I have a pfSense instance (NetGate SG-series), with setup:
- 802.11q enabled
- LAN ports 1 (
LANP) and 2 (LANB) with VLAN assignments
- Interfaces assigned and enabled
LANP:
- (1, 5t) tag configuration
- Static IP configuration
- DHCP server bound to this interface
- Block BOOTP 67-68 from any source to the secondary
LANB server's static IP
- Allow BOOTP 67-68 and tag
bootp_lanp
- Allow all traffic from LANP subnet to any destination
- Connected to a single-host network with a node running a DHCP client
LANB:
- (2, 5t) tag configuration
- DHCP client IP configuration
- Connected to a single-host network with a static-IP node running a DHCP server
- Block any traffic tagged
bootp_lanp
LANP and LANB are bridged.

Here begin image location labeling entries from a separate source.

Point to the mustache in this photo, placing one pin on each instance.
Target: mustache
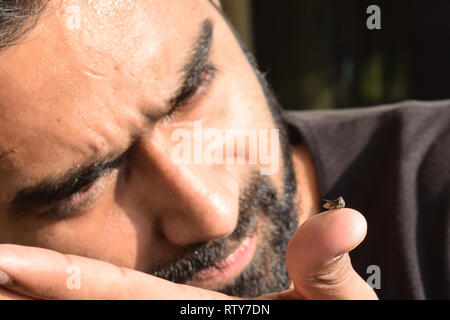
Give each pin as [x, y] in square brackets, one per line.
[201, 256]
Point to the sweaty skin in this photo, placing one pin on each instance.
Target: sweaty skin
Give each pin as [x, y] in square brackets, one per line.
[87, 88]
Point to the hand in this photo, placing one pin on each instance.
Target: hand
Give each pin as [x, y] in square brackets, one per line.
[39, 273]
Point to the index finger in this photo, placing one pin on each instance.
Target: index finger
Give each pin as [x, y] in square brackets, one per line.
[44, 273]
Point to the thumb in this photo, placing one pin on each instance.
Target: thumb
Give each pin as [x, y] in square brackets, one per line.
[317, 256]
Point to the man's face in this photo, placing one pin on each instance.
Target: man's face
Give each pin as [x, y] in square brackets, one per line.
[89, 102]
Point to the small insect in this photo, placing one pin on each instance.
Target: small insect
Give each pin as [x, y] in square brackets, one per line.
[339, 203]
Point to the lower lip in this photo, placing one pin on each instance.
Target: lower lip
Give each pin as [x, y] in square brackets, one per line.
[235, 263]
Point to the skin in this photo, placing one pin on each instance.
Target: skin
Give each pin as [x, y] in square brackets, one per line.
[105, 78]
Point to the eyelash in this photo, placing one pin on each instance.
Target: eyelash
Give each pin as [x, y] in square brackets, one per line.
[207, 76]
[86, 196]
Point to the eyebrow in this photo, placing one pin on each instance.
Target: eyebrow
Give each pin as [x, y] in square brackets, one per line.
[192, 71]
[53, 190]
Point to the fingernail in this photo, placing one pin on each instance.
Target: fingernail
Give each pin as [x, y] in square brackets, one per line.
[4, 279]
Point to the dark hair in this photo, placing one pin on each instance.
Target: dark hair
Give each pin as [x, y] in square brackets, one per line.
[17, 17]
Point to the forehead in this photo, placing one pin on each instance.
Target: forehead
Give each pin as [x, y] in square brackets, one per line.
[80, 79]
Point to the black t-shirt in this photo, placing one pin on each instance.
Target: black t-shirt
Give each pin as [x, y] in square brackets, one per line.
[392, 164]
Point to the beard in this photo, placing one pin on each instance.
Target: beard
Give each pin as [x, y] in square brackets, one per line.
[259, 204]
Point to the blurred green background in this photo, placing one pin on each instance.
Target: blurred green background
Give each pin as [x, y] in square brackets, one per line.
[319, 53]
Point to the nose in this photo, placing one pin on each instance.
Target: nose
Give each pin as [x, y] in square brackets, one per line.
[190, 202]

The bridge interface is assigned but has no firewall rules, and the tunables are their default (as in, pfil is on for the member and off for the bridge).
This is supposed to act as an L2 firewall so that the node on LANP receives DHCP service from the pfSense instance and not the secondary server connected to LANB, but that doesn't happen.
If LANB is disconnected, the LANP DHCP service functions successfully, but if LANB is connected, the secondary DHCP server always wins. The BOOTP block rule even registers state activity on LANP but nothing is actually blocked, because the node on LANP still receives DHCP service from the secondary LANB server.
Nothing I have tried is able to block this traffic. How do I block this traffic and force precedence of the pfSense DHCP server instance?